Костя взял ее, посадил на палец и подул ей в крылышки. Она затрепыхалась, выпустила из-под желтого панциря черные слюдяные занавесочки и улетела.
Если смотреть так близко, олений мох — ягель кажется лесом. Каждый стволик — крохотная березка, покрытая инеем. Спичка, которую он бросил, закуривая, лежала в этом лесу, как бревно.
…Маленький мир со своими происшествиями, со своим маленьким, медленным временем. Божьей коровке тоже, верно, казалось, что она занята делом. Когда она ползла вверх и падала, происходили события и текло ее собственное, божьекоровское время.

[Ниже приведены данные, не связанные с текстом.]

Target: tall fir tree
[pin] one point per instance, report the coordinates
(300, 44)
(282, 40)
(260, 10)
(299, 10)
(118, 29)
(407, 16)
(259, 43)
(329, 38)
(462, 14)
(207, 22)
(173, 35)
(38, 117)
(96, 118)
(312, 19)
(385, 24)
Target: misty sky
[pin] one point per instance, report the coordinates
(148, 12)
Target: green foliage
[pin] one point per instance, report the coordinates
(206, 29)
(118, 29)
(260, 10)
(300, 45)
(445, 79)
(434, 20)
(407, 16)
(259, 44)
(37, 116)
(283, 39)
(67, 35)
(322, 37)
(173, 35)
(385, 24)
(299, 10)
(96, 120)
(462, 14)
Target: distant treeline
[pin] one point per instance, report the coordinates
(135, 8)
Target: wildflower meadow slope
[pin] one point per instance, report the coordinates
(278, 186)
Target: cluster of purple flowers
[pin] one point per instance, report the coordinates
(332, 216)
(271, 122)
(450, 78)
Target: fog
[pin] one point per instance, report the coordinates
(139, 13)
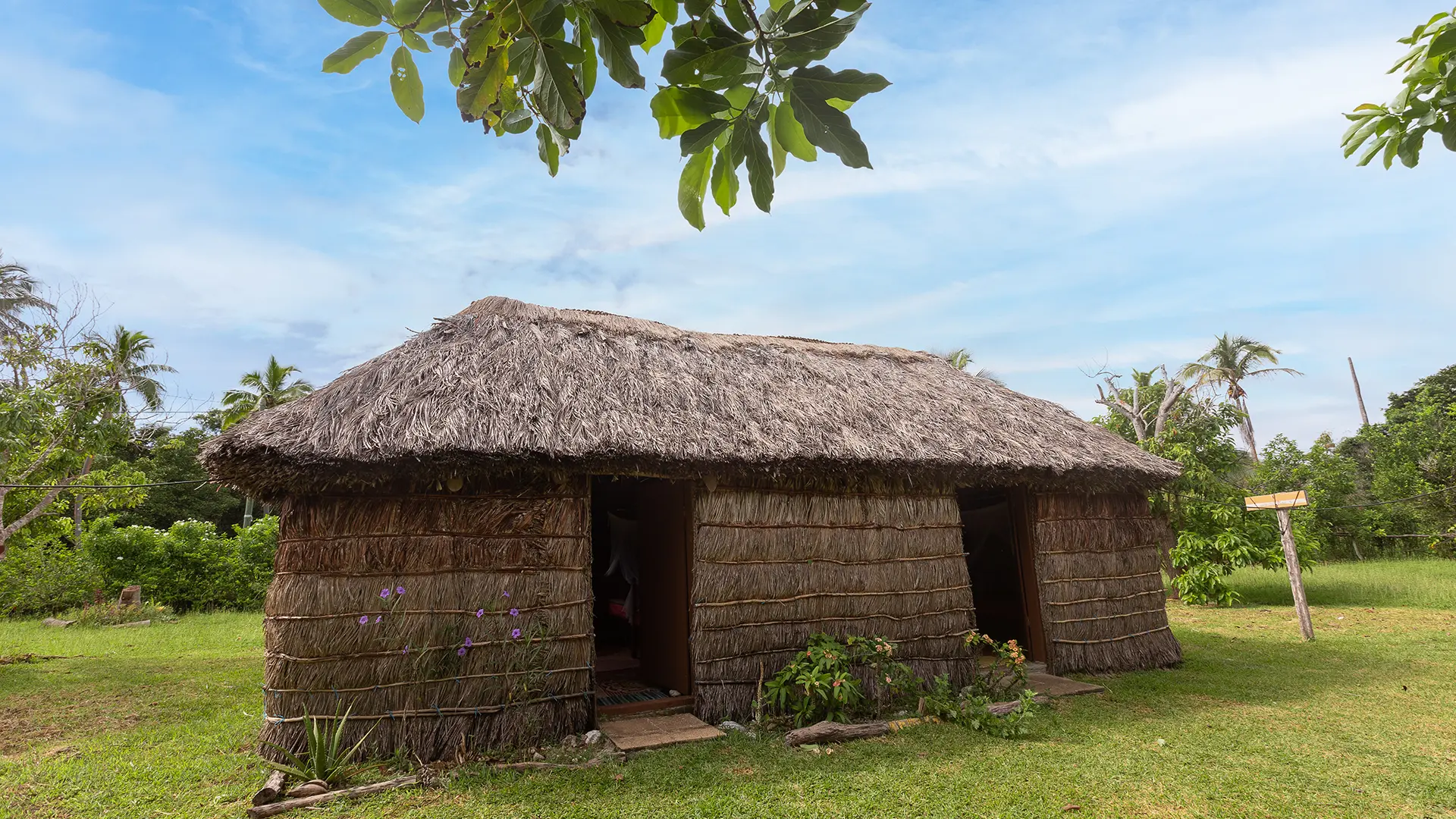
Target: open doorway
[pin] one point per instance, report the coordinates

Давно же он не был в лесу, не видел этой сухой, теплой, колючей земли с пепельной подкладкой. Бесплодная, прелестная северная земля. Он осторожно поцеловал ее и оглянулся — не видит ли Юра?

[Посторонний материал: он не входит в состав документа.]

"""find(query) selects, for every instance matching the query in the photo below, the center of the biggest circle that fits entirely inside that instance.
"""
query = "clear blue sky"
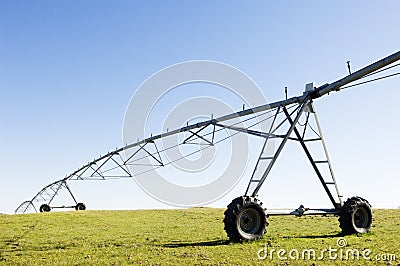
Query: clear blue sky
(69, 68)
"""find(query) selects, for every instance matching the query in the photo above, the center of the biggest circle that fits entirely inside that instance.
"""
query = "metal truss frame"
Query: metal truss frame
(114, 165)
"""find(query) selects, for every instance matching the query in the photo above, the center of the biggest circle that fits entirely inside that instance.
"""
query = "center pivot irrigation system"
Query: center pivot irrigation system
(293, 119)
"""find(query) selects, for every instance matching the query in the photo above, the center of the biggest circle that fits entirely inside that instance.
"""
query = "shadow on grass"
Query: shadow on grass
(197, 244)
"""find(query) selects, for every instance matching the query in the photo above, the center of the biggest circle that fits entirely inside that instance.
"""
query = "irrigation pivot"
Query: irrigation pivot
(294, 119)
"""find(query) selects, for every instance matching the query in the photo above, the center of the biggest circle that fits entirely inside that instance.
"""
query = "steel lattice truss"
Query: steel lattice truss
(293, 119)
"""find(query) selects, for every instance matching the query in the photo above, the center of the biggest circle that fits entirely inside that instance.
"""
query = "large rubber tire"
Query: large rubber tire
(245, 219)
(80, 207)
(355, 216)
(44, 208)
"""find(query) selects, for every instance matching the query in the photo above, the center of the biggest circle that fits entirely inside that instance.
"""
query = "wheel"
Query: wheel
(245, 219)
(44, 208)
(356, 216)
(80, 207)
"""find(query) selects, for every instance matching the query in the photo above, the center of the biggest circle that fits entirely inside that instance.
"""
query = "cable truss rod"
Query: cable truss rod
(318, 92)
(336, 86)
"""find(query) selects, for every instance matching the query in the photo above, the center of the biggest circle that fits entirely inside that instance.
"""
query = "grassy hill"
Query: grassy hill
(188, 237)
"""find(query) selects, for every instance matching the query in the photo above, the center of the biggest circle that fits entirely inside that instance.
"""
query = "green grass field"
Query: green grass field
(186, 237)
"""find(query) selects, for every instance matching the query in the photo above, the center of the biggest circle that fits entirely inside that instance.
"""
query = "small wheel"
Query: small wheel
(44, 208)
(356, 216)
(80, 207)
(245, 219)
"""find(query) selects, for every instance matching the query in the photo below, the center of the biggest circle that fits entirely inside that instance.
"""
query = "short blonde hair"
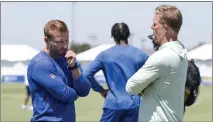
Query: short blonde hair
(170, 15)
(54, 25)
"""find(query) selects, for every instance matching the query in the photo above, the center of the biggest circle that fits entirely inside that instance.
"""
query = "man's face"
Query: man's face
(58, 45)
(158, 32)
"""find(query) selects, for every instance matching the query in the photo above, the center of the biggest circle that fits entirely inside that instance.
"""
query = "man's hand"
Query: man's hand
(71, 58)
(104, 93)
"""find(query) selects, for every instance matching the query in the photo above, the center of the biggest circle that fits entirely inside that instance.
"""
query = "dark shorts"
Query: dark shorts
(110, 115)
(28, 90)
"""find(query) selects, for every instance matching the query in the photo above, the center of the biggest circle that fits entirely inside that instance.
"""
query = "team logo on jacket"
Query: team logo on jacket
(52, 75)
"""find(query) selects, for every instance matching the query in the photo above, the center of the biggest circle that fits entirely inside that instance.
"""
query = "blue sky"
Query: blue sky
(23, 22)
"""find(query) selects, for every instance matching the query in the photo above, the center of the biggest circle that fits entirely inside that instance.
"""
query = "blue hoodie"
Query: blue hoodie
(118, 64)
(53, 88)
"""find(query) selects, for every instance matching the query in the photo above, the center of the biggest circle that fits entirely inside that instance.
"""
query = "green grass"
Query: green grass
(90, 108)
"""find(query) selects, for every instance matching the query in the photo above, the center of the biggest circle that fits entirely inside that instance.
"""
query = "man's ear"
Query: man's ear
(46, 39)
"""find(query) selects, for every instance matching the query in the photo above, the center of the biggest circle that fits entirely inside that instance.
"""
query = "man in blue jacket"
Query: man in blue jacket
(55, 78)
(118, 64)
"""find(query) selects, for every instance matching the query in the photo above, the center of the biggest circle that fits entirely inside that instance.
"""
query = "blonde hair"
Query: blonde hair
(170, 15)
(54, 25)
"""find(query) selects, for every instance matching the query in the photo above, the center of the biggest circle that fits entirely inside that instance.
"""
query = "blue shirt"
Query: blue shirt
(53, 88)
(118, 64)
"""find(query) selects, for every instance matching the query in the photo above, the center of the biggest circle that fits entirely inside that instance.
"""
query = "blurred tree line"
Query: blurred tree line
(78, 48)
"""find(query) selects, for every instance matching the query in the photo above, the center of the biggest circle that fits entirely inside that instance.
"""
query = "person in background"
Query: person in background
(25, 106)
(161, 81)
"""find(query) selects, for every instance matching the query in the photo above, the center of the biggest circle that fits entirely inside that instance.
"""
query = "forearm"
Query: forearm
(82, 85)
(76, 73)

…На пляже было пусто — ни души на всей дуге, сколько видит глаз. Ноги тонули в сухом, податливом, сероватом песке. В песке было много палочек, сухих черноватых водорослей, и все это пахло морем. Подумаешь, море: мелкое, ручное, смиренное, а пахнет…
Они разделись.
— Постой, Юра, что это у тебя? Ты был ранен?
— Ну да. А что?
— Почему ты мне не говорил никогда?
— А чего говорить? Подумаешь, заслуга какая! Не повезло, стукнуло. Это не заслуга, а вина.
— Глуповато.
— Почему? Ранен — виноват. Заболел — виноват, так тебе, сукиному сыну, и надо. Попал в тюрьму — виноват. Умер — трижды виноват.
— Это какая-то ересь, да еще книжная.
— Есть отчасти. Мы ведь до того сформированы книгами, что иногда трудно разобрать, где мы, где они…
«Был ранен, а мне не сказал, — думал Костя, — как же я теперь спрошу его, что с ним?»
Они долго шли в море — по колени, по бедра, по пояс — и наконец вошли в теплую, светлую, сладкую воду. Юра плыл сильным, щегольским кролем, Костя — спокойным брассом, рассекая воду перед лицом горизонтально сложенной лопаточкой рук. Ему было жаль погружать голову, он оставил глаза над водой, и перед ними было все море — атласное, полосатое, теперь уже вечерне-сиреневое. Море на уровне глаз. Он видел и словно дышал глазами. Видел дымки черноватых туч над серьезным оранжевым краем неба, и лиловую голубизну вверху, и спящую чайку, строго белевшую на валуне, — видел и не мог надышаться.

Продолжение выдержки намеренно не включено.